And it’s all due to one song. Two years ago, the Irish musician was frontman of the critically acclaimed but commercially obscure band The Frames.
Then, in February of 2008, he was catapulted into the spotlight when he and Markéta Irglová — his musical partner and co-star in the busker romance Once — won the 2008 Best Original Song Oscar for Falling Slowly. You might remember Irglová being cut off in mid-acceptance speech and being brought back onstage by host Jon Stewart so she could finish.
For Hansard, the indie-folk duo’s overnight success ended 18 years of struggle.
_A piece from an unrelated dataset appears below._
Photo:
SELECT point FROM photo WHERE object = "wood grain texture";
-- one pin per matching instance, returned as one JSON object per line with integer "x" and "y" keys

But even as it put an end to many of his financial and professional worries, it created a whole new set of personal problems that left him feeling decidedlly less than swell for a season.
“Success came at such a rate and such a speed that I couldn’t adjust to it,” he admits. “All of these great things had happened — I had just won an Oscar and we were playing these rooms for thousands of people who were listening and interested and had paid money to come see our band — and I was so sad. I couldn’t understand why.
“And then I realized: The person I had been for 18 years had just died. The guy who struggled and wanted success and who was ambitious and chasing every opportunity was gone, and now I was being introduced to this new character — the guy who is successful — and I didn’t know how to deal with him. There was a brief but intense grieving period.”
Equally brief but intense, he admits, was a romance that sprung up between Hansard and Irglová — who is 18 years his junior.
“That was a chapter that was really great and fine,” he admits, “but we quickly found that we get on much better as mates than we do as boyfriend and girlfriend.”
Some 18 months later, the 39-year-old Hansard’s mood has finally improved along with his fortunes. And his expanded horizons are reflected in the sound of the duo’s third album Strict Joy, released Oct. 27 on Anti-Epitaph.
While it’s hardly as rigourously optimistic as its title — Hansard and Irglová still specialize in heartfelt tales of romantic yearning and regret — it does move their sound several steps onward and upward by fleshing out their acoustic guitars, pianos and voices with the richly layered textures of Hansard’s longtime band.
Fittingly, Hansard says he felt no pressure to make a record that would have the same impact as Once.
“For me to sit around and think that I could match that success would be insane. Of course, you want to make stuff that lives up to your standard. But in terms of what it did and how it did in the world ... Let’s say that soundtrack was heard by a million people. I would hope that maybe a third of those people would hear this one.
“Which is a f---ing huge amount of people. But you’re not going to reach a million people again. Once had such a good amount of energy and was such a good thing in my life. To want to repeat that would be greedy.”
Instead, he’s learned to embrace his new life, which has taken him everywhere from The Simpsons (“That’s almost bigger than the Oscars”) to the funeral of Eunice Kennedy Shriver (“Bono called me and asked if I could sing at her wake because he was playing Wembley that week”).
“It’s been an amazing ride, but it’s time to get back to work and to get back to doing what we do,” he says of The Swell Season’s upcoming tour, which stops at Massey Hall tomorrow, Montreal’s Olympia on Wednesday and Vancouver next month.
“Hopefully, along the way I’ll have other successes that are just as profound.”
After all, who says lightning can’t strike twice?